Home cooking, of course, doesn't just exist in China when it comes to business deals. Uneven playing fields can be a fact of life pretty much anywhere business is done. The current angst among foreign businesses operating in China is that a fundamental precept for their investments there — particularly since 2001, when Beijing joined the World Trade Organization — is that on key business issues (intellectual-property protection, tariff barriers to entry, antitrust enforcement) things would slowly but surely continue to improve as the China market grew. And for a time, in the wake of WTO entry, they did. Now, some executives say, the problem is not simply that the momentum has slowed, but that it has gone into reverse.
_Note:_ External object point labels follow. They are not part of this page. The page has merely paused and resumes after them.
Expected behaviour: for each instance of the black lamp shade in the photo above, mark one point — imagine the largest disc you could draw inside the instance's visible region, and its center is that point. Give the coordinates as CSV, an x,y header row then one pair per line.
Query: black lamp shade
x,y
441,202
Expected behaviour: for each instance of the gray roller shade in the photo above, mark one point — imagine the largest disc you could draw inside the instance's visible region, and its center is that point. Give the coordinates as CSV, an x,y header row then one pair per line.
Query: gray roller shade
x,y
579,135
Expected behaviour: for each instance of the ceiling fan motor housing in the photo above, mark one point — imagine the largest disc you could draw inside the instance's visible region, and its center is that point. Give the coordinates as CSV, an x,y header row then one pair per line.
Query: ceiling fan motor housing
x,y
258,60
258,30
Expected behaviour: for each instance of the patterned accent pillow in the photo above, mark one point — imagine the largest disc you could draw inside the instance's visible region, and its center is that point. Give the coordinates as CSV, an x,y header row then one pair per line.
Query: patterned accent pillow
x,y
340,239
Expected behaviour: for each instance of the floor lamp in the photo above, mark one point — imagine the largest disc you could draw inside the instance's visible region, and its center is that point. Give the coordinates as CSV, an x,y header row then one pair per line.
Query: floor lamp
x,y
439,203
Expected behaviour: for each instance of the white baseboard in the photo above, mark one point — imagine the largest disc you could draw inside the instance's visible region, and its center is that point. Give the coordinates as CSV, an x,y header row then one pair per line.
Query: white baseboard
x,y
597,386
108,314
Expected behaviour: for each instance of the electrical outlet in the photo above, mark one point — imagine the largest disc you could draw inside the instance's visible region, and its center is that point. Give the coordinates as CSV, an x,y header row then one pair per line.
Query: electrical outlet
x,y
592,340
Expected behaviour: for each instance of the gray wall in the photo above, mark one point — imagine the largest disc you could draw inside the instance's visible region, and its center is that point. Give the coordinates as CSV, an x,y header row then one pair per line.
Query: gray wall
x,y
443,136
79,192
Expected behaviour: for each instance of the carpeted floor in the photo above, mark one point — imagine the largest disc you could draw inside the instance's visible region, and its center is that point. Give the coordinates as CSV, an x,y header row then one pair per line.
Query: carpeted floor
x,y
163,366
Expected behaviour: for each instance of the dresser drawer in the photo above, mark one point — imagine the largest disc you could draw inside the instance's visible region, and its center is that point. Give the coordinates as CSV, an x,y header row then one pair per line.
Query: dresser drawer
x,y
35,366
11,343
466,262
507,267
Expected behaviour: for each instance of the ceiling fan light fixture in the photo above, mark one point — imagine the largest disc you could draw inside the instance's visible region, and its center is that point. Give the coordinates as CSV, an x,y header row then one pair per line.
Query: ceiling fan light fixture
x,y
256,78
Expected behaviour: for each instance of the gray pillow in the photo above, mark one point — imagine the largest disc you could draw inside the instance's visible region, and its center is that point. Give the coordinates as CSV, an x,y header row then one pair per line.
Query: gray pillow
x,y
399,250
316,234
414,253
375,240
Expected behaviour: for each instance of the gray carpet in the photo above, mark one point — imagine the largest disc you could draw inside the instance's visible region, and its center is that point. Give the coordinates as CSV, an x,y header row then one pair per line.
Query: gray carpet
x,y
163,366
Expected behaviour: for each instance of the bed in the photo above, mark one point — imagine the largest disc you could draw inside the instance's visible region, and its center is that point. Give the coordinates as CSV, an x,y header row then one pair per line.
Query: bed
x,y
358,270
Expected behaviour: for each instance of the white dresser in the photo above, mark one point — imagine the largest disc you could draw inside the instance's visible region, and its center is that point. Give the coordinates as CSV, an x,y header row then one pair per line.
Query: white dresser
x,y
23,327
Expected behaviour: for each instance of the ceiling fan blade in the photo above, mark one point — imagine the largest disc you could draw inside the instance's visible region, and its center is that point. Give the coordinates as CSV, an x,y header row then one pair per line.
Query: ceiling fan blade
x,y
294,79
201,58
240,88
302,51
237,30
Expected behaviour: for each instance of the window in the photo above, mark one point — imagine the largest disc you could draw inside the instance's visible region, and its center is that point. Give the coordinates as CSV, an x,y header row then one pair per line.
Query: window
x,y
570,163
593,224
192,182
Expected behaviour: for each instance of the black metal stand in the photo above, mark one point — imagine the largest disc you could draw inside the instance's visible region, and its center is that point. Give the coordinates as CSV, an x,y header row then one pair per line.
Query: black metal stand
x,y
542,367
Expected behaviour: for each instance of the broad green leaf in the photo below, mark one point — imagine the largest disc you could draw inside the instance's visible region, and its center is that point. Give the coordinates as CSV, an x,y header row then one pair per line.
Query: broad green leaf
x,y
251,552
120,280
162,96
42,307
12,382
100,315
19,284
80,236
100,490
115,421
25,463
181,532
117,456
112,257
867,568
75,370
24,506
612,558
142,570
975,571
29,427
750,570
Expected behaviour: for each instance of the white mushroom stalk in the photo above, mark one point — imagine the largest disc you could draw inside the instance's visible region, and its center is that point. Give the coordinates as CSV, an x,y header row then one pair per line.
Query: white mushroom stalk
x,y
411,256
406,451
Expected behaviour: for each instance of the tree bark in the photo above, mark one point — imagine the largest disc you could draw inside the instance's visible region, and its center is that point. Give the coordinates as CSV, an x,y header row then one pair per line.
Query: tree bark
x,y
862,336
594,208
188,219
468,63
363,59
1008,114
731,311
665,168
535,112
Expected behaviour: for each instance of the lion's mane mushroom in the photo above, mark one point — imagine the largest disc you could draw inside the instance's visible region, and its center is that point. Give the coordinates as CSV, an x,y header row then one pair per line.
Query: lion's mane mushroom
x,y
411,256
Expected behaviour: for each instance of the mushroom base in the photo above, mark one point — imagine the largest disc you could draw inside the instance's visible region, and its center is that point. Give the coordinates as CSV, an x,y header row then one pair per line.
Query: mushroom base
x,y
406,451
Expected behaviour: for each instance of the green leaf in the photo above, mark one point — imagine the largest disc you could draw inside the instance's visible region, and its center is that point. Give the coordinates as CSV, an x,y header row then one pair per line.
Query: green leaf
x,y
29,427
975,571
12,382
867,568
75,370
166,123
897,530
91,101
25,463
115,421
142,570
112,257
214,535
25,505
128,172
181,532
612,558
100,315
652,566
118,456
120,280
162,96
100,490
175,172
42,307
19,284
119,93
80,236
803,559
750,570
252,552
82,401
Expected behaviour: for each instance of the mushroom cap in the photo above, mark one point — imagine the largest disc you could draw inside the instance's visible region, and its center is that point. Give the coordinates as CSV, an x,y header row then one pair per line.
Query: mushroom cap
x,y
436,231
The Google-driven Internet fight comes at a deeply awkward moment for China and the outside world. Trade clashes of the more prosaic kind — the U.S. steel industry filed another antidumping allegation against China in early January — were already intense. And that's not Beijing's only problem. China's trade relations with the E.U. — the country's biggest trading partner — are even worse than they are with Washington, because in a period when the U.S. dollar has been weak against the euro, China's de facto peg of the renminbi to the dollar has put excruciating pressure on many European companies trying to compete with Chinese producers.

Nobody ever said managing China's rise was going to be easy, not for Beijing and not for the rest of the world. There's never a good time for a trade war, but absolutely no one — Beijing, Washington, Brussels — can afford one now. Someone's got to reconvene the grown-ups' table.